Because the virus keeps replicating, it’s easy to catch it more than once. In fact almost everyone in Iran has had covid at least once. So how does the theory of herd immunity stack up in the situation we’re in right now?
Herd immunity is when so many people are immune to a virus that it can’t spread. This protects everyone, including people who aren’t immune. So is there such a thing as herd immunity from covid, and are we anywhere near it? Scientists say it’s unlikely to be soon and might not be possible at all.
At its simplest, herd immunity marks the point where everyone with covid infects less than one other person. Infections decrease and occasional cases don’t spread far. This, in theory, should be possible via vaccination or past infection. Both give you some immunity from re-infection. Smallpox, for example, was finally killed off for good in 1980 after a worldwide vaccination campaign.
On the other hand, even if 90% of us have all our jabs, no vaccine is 100% effective. The vaccines we have are brilliant but they don’t block infections completely. Some vaccinated people still pass covid on. It looks like our current vaccines are up to 79% effective against symptomatic infection from the delta variant, for example.

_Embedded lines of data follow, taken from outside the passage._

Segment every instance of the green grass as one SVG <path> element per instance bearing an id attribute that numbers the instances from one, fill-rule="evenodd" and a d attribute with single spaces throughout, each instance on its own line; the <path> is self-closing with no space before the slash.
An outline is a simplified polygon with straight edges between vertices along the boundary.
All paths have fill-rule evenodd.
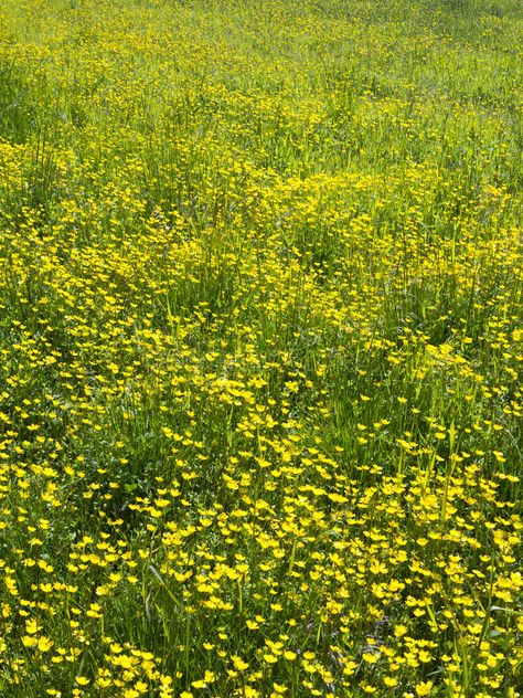
<path id="1" fill-rule="evenodd" d="M 520 695 L 522 30 L 2 4 L 0 695 Z"/>

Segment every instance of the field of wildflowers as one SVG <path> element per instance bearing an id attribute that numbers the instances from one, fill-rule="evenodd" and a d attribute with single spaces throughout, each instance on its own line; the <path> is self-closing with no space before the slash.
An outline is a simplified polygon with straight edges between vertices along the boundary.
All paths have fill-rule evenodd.
<path id="1" fill-rule="evenodd" d="M 1 3 L 1 696 L 523 695 L 522 45 Z"/>

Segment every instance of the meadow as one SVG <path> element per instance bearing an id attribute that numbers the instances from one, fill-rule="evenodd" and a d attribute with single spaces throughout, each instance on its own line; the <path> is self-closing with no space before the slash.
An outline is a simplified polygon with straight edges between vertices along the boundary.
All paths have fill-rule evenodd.
<path id="1" fill-rule="evenodd" d="M 0 696 L 523 695 L 522 46 L 3 0 Z"/>

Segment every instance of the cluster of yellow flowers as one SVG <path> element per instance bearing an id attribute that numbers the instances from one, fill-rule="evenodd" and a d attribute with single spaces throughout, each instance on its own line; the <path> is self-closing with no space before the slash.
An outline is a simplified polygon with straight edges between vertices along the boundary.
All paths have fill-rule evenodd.
<path id="1" fill-rule="evenodd" d="M 1 695 L 520 695 L 523 25 L 433 4 L 2 3 Z"/>

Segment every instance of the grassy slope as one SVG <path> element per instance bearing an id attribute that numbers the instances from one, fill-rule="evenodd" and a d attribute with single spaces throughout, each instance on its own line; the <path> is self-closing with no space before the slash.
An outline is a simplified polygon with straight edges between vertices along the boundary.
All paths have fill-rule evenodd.
<path id="1" fill-rule="evenodd" d="M 515 695 L 522 28 L 2 3 L 0 694 Z"/>

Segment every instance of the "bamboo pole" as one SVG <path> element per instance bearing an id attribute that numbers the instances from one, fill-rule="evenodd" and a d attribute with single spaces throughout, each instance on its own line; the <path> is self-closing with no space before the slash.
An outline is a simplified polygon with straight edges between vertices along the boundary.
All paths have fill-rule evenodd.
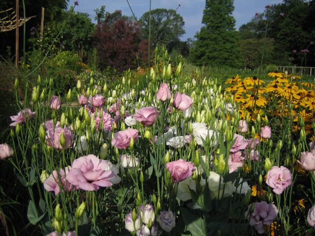
<path id="1" fill-rule="evenodd" d="M 41 21 L 40 22 L 40 42 L 43 40 L 44 36 L 44 18 L 45 16 L 45 8 L 41 8 Z"/>
<path id="2" fill-rule="evenodd" d="M 15 67 L 19 66 L 19 0 L 15 1 Z"/>

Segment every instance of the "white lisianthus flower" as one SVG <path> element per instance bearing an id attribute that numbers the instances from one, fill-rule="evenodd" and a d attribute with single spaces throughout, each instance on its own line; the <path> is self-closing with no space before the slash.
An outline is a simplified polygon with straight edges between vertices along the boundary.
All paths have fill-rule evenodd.
<path id="1" fill-rule="evenodd" d="M 140 230 L 141 228 L 141 222 L 139 217 L 139 214 L 137 215 L 137 218 L 134 221 L 132 221 L 132 212 L 130 211 L 126 215 L 125 218 L 125 228 L 130 232 L 133 232 Z"/>
<path id="2" fill-rule="evenodd" d="M 225 198 L 232 195 L 233 192 L 232 182 L 224 183 L 223 177 L 221 177 L 220 182 L 220 175 L 215 172 L 210 172 L 210 176 L 208 179 L 208 184 L 210 190 L 211 199 L 218 198 L 220 199 L 222 197 Z M 222 194 L 223 189 L 224 194 Z"/>
<path id="3" fill-rule="evenodd" d="M 135 118 L 129 116 L 125 118 L 125 123 L 128 126 L 133 126 L 137 123 L 137 120 Z"/>
<path id="4" fill-rule="evenodd" d="M 211 140 L 212 137 L 214 136 L 214 139 L 211 141 L 210 146 L 215 146 L 218 144 L 218 133 L 214 130 L 208 129 L 207 124 L 205 123 L 192 123 L 192 134 L 197 144 L 203 147 L 202 139 L 206 141 L 207 137 Z"/>
<path id="5" fill-rule="evenodd" d="M 154 222 L 156 216 L 154 214 L 154 209 L 151 204 L 147 204 L 146 206 L 141 205 L 140 206 L 140 213 L 142 219 L 142 223 L 147 225 L 149 224 L 150 220 L 152 222 Z"/>
<path id="6" fill-rule="evenodd" d="M 122 166 L 124 168 L 131 168 L 138 166 L 140 162 L 139 158 L 132 158 L 129 155 L 120 155 L 119 158 L 122 162 Z"/>
<path id="7" fill-rule="evenodd" d="M 183 111 L 183 116 L 184 118 L 189 118 L 190 117 L 191 115 L 191 113 L 192 113 L 192 109 L 189 107 L 188 109 L 186 111 Z"/>
<path id="8" fill-rule="evenodd" d="M 249 186 L 247 182 L 243 182 L 243 178 L 240 179 L 240 183 L 238 186 L 235 186 L 236 180 L 233 183 L 233 192 L 239 193 L 240 194 L 246 194 L 248 192 L 248 190 L 251 189 L 251 187 Z"/>

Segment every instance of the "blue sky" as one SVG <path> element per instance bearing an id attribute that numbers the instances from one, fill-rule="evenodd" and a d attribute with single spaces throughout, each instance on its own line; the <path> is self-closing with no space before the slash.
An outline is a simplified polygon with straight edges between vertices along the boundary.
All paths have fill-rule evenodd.
<path id="1" fill-rule="evenodd" d="M 70 0 L 69 4 L 73 4 Z M 281 3 L 282 0 L 235 0 L 233 12 L 236 20 L 236 29 L 251 20 L 256 12 L 262 12 L 266 5 Z M 150 0 L 129 0 L 129 2 L 137 18 L 149 11 Z M 196 32 L 202 26 L 201 20 L 205 7 L 205 0 L 152 0 L 152 8 L 175 9 L 180 4 L 177 10 L 185 22 L 186 33 L 182 40 L 193 37 Z M 106 10 L 113 12 L 116 9 L 121 10 L 124 15 L 131 16 L 131 12 L 126 0 L 79 0 L 79 5 L 76 10 L 88 13 L 94 20 L 94 9 L 100 8 L 105 5 Z"/>

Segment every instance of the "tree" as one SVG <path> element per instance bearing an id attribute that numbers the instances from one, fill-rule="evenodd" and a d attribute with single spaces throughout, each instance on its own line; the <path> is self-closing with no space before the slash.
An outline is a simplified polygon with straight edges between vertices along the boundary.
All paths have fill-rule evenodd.
<path id="1" fill-rule="evenodd" d="M 202 18 L 205 25 L 196 33 L 191 52 L 197 65 L 235 67 L 241 64 L 233 9 L 233 0 L 206 0 Z"/>
<path id="2" fill-rule="evenodd" d="M 106 13 L 97 23 L 94 39 L 101 69 L 111 66 L 123 71 L 147 60 L 148 43 L 141 39 L 140 27 L 121 11 Z"/>
<path id="3" fill-rule="evenodd" d="M 140 18 L 143 38 L 148 39 L 150 12 L 145 13 Z M 174 10 L 158 8 L 151 11 L 151 41 L 154 47 L 164 45 L 167 47 L 185 33 L 183 17 Z"/>

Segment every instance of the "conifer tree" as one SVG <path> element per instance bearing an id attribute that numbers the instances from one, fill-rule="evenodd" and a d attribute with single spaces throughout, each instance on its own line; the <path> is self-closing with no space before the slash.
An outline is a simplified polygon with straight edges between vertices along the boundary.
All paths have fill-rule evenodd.
<path id="1" fill-rule="evenodd" d="M 196 34 L 191 53 L 198 65 L 240 66 L 240 49 L 238 32 L 232 15 L 233 0 L 206 0 L 202 23 L 205 25 Z"/>

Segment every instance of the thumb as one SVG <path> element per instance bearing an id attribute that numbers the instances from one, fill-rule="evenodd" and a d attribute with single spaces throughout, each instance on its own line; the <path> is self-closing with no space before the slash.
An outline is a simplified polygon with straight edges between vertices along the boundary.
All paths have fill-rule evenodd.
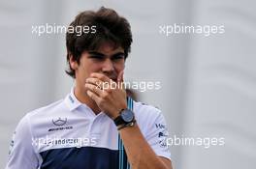
<path id="1" fill-rule="evenodd" d="M 123 82 L 123 73 L 124 71 L 121 70 L 117 76 L 117 82 Z"/>

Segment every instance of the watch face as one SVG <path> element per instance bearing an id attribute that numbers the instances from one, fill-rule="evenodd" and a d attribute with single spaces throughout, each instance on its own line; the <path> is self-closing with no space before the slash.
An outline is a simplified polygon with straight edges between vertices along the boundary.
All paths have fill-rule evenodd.
<path id="1" fill-rule="evenodd" d="M 121 113 L 121 117 L 124 120 L 124 122 L 132 122 L 132 120 L 134 119 L 134 113 L 131 110 L 123 110 L 123 112 Z"/>

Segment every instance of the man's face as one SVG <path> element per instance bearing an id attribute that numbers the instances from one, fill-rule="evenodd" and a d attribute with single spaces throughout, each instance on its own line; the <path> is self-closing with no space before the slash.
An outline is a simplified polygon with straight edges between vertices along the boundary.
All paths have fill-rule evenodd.
<path id="1" fill-rule="evenodd" d="M 117 75 L 124 70 L 124 50 L 122 47 L 113 48 L 111 43 L 104 43 L 98 50 L 84 51 L 80 65 L 70 62 L 76 71 L 77 87 L 85 92 L 85 80 L 92 72 L 101 72 L 116 81 Z"/>

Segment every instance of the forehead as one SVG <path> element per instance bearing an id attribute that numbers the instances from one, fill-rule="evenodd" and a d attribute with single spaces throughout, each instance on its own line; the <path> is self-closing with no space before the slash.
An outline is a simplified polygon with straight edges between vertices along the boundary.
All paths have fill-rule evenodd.
<path id="1" fill-rule="evenodd" d="M 124 52 L 124 49 L 121 46 L 116 46 L 112 42 L 104 42 L 98 47 L 96 51 L 104 54 L 112 54 L 116 52 Z"/>

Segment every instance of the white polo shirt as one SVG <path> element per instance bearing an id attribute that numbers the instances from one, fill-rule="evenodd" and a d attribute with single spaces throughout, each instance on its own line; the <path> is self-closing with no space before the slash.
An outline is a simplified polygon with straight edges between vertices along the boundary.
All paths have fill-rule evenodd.
<path id="1" fill-rule="evenodd" d="M 159 109 L 129 99 L 141 131 L 159 156 L 171 158 Z M 128 169 L 113 121 L 95 115 L 74 89 L 62 100 L 27 113 L 17 125 L 6 169 Z"/>

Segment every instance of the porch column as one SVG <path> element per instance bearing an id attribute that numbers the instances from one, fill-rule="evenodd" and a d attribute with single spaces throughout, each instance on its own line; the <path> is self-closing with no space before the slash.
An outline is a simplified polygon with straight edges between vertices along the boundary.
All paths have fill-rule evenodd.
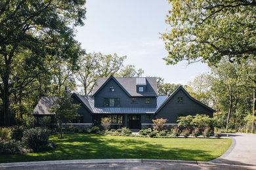
<path id="1" fill-rule="evenodd" d="M 123 127 L 127 127 L 127 114 L 125 114 L 123 122 Z"/>

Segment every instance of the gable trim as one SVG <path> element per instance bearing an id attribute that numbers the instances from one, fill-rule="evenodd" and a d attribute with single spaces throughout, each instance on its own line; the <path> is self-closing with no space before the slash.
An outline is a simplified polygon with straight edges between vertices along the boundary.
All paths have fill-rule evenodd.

The thing is, herd immunity isn’t that simple. The risks vary depending on how much social contact people and their communities have, the age you first catch covid, the state of your immune system, how good any existing immunity you may have is, and your genetics.

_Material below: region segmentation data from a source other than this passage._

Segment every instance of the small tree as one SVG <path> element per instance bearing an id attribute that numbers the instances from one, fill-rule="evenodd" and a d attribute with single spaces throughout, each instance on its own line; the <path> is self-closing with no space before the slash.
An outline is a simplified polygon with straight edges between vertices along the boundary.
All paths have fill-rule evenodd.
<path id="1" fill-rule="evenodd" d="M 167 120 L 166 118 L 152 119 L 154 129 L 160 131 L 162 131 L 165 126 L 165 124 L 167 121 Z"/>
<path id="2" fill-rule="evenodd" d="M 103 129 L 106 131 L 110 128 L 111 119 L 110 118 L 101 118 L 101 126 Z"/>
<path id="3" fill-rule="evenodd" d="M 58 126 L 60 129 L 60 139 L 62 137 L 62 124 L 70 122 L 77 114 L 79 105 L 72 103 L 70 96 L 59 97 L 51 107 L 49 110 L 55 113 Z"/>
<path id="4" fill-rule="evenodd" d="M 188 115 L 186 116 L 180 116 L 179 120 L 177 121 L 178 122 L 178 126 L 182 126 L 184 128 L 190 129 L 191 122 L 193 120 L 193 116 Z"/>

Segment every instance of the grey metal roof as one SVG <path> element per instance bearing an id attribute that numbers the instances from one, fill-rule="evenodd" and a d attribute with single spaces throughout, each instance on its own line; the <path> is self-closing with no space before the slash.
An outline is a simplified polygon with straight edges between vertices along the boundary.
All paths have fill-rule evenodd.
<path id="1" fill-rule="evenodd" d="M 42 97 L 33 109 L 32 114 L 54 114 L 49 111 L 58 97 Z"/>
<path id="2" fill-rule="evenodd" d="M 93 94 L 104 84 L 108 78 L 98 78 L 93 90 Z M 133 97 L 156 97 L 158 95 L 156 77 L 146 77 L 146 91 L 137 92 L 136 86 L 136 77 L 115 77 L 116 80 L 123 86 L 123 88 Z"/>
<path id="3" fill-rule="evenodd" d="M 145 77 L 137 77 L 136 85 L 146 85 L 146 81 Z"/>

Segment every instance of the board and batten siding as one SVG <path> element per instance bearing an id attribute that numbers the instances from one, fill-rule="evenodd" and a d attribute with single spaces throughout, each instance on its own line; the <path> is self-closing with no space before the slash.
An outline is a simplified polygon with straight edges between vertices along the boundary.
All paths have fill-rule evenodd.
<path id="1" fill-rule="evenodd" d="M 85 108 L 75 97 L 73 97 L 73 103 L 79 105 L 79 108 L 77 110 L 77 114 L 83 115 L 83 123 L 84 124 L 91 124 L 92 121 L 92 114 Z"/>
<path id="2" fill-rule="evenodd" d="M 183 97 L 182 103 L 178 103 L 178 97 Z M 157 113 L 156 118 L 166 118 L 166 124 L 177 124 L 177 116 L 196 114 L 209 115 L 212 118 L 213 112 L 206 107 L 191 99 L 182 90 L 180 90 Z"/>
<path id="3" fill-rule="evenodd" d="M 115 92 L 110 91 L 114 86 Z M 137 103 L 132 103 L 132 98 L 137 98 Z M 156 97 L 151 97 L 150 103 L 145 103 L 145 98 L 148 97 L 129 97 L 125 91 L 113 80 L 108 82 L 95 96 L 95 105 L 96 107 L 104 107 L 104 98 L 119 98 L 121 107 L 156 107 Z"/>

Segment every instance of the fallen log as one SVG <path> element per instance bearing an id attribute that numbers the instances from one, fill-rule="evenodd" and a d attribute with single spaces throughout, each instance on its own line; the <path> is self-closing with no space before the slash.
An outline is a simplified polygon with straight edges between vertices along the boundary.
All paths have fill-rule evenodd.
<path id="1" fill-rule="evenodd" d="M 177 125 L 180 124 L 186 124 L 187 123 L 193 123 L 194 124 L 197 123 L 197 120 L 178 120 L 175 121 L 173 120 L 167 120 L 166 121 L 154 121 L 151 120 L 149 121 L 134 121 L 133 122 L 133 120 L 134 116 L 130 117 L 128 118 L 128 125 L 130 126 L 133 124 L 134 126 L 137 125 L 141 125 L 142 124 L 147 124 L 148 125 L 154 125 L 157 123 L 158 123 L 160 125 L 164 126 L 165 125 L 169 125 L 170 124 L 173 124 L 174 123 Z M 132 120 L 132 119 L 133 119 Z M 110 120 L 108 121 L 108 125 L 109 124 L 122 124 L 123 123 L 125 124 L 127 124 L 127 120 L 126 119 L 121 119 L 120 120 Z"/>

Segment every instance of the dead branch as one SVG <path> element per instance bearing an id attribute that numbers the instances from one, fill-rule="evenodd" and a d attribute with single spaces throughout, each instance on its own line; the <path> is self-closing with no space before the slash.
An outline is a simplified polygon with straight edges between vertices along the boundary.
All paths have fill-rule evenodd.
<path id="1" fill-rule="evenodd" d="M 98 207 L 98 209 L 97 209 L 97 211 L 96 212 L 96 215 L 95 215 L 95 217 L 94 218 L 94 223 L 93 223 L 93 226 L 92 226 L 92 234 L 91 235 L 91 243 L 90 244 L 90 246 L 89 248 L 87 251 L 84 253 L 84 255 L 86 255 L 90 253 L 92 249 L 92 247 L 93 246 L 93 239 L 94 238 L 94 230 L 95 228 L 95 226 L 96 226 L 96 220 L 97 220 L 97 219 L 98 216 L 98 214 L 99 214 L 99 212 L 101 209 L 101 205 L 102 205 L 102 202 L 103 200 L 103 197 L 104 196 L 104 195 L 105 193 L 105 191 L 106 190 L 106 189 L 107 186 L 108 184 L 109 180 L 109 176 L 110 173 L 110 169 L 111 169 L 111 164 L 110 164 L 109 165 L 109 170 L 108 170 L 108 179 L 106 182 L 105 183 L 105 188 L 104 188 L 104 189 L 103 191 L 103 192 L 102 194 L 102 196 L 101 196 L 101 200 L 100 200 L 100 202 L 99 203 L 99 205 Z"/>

In a landscape like this the only real way to reach herd immunity is via ‘extremely effective’ vaccines that provide ‘near-sterilising immunity’, where the uptake of the vaccine is very high and the virus is completely prevented from replicating. This means, as it stands, it would take an ‘impossible feat’ of vaccinating 100% of the UK population to achieve herd immunity.

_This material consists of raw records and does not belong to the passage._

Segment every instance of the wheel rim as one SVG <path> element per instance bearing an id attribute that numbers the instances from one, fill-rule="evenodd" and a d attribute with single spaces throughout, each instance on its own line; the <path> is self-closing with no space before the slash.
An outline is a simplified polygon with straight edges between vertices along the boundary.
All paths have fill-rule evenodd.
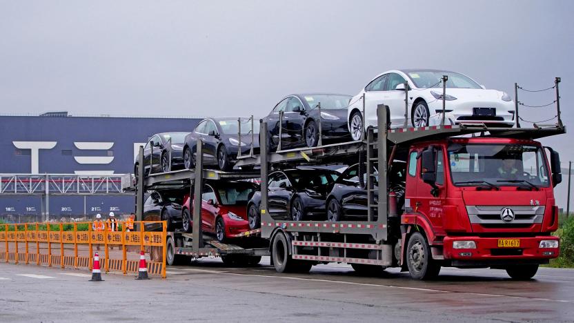
<path id="1" fill-rule="evenodd" d="M 426 107 L 422 104 L 419 104 L 415 108 L 414 120 L 415 127 L 426 126 L 426 120 L 428 119 L 428 113 L 426 112 Z"/>
<path id="2" fill-rule="evenodd" d="M 307 141 L 307 147 L 315 146 L 315 125 L 311 124 L 307 126 L 307 131 L 305 132 L 305 139 Z"/>
<path id="3" fill-rule="evenodd" d="M 415 243 L 408 251 L 408 258 L 413 269 L 421 271 L 425 265 L 424 249 L 419 242 Z"/>
<path id="4" fill-rule="evenodd" d="M 353 140 L 359 140 L 363 132 L 363 118 L 361 115 L 356 113 L 350 121 L 350 133 Z"/>
<path id="5" fill-rule="evenodd" d="M 217 224 L 215 226 L 215 234 L 217 235 L 217 239 L 221 241 L 224 239 L 225 233 L 224 232 L 223 225 L 221 221 L 217 221 Z"/>

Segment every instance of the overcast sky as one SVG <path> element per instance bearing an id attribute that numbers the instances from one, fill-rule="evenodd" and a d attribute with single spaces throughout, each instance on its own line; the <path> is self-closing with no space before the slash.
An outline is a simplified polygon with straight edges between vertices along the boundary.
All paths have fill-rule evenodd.
<path id="1" fill-rule="evenodd" d="M 514 82 L 537 89 L 562 77 L 569 125 L 573 9 L 568 1 L 1 1 L 0 112 L 261 117 L 290 93 L 355 95 L 386 70 L 432 68 L 509 93 Z M 553 99 L 552 91 L 519 97 Z M 553 106 L 522 112 L 553 115 Z"/>

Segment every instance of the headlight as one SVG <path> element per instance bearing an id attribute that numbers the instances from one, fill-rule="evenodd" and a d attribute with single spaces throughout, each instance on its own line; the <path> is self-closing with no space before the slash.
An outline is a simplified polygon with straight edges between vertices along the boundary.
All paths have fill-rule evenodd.
<path id="1" fill-rule="evenodd" d="M 227 217 L 235 221 L 243 221 L 244 219 L 232 212 L 228 212 Z"/>
<path id="2" fill-rule="evenodd" d="M 339 120 L 339 117 L 321 111 L 321 117 L 327 120 Z"/>
<path id="3" fill-rule="evenodd" d="M 473 240 L 455 241 L 453 242 L 455 249 L 476 249 L 476 242 Z"/>
<path id="4" fill-rule="evenodd" d="M 442 100 L 442 93 L 437 93 L 435 91 L 430 91 L 430 94 L 433 95 L 433 96 L 435 97 L 435 99 L 436 99 L 437 100 Z M 455 98 L 455 97 L 453 97 L 452 95 L 446 95 L 444 96 L 444 99 L 446 101 L 453 101 L 453 100 L 457 99 L 457 98 Z"/>
<path id="5" fill-rule="evenodd" d="M 558 248 L 558 240 L 542 240 L 538 248 Z"/>
<path id="6" fill-rule="evenodd" d="M 233 146 L 239 146 L 239 141 L 235 138 L 229 138 L 229 143 Z M 244 146 L 247 146 L 247 144 L 241 141 L 241 147 Z"/>

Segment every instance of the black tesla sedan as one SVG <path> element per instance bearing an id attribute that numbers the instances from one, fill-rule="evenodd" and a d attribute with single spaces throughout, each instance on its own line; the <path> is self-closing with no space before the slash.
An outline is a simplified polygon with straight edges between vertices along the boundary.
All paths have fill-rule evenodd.
<path id="1" fill-rule="evenodd" d="M 183 168 L 184 140 L 188 134 L 164 133 L 152 135 L 144 147 L 144 175 Z M 139 167 L 138 159 L 134 165 L 136 176 Z"/>
<path id="2" fill-rule="evenodd" d="M 201 139 L 204 142 L 204 165 L 215 166 L 221 170 L 231 170 L 239 148 L 241 154 L 249 153 L 252 137 L 254 153 L 259 153 L 259 127 L 256 124 L 253 128 L 252 136 L 250 121 L 246 118 L 241 119 L 240 143 L 237 119 L 209 118 L 202 120 L 192 133 L 186 136 L 184 144 L 184 167 L 188 169 L 195 167 L 197 139 Z"/>
<path id="3" fill-rule="evenodd" d="M 302 221 L 310 217 L 324 219 L 325 199 L 340 173 L 325 168 L 278 170 L 269 175 L 268 208 L 275 219 Z M 261 224 L 261 191 L 247 204 L 249 227 Z"/>
<path id="4" fill-rule="evenodd" d="M 281 100 L 267 117 L 268 145 L 271 151 L 281 148 L 315 147 L 319 142 L 319 106 L 321 107 L 321 133 L 324 142 L 350 140 L 347 126 L 347 107 L 350 95 L 334 94 L 295 94 Z M 279 120 L 279 112 L 283 119 Z"/>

But doesn’t immunity build slowly over time as people gain natural immunity of their own after infection? Sadly not. Covid immunity doesn’t last long. Re-infection is entirely possible. And variants can evolve to avoid existing immunity. Because vaccine roll-out across the world hasn’t been fair, with many countries – mostly poor ones – falling way behind, even a country with high vaccination rates will see surges in cases when people from other countries bring covid back in. Think measles in the UK and you get the picture.
The conclusion? There’s
“no chance of ever reaching herd immunity for covid”, something many scientists are unanimous about. It is very unlikely indeed that the UK will ever reach herd immunity. Instead it’ll probably become endemic, like flu, turning up every winter.
The only way out? Thomas House at the University of Manchester says we’d either need to achieve more than 95% vaccine coverage in everyone over 12 and add an annual booster, or come up with a vaccine that brings about ‘sterilising immunity’.
According to New Scientist magazine this means that nobody, least of all politicians, should rely on herd immunity for total protection against an illness that is potentially deadly and often has long-term impacts on our health.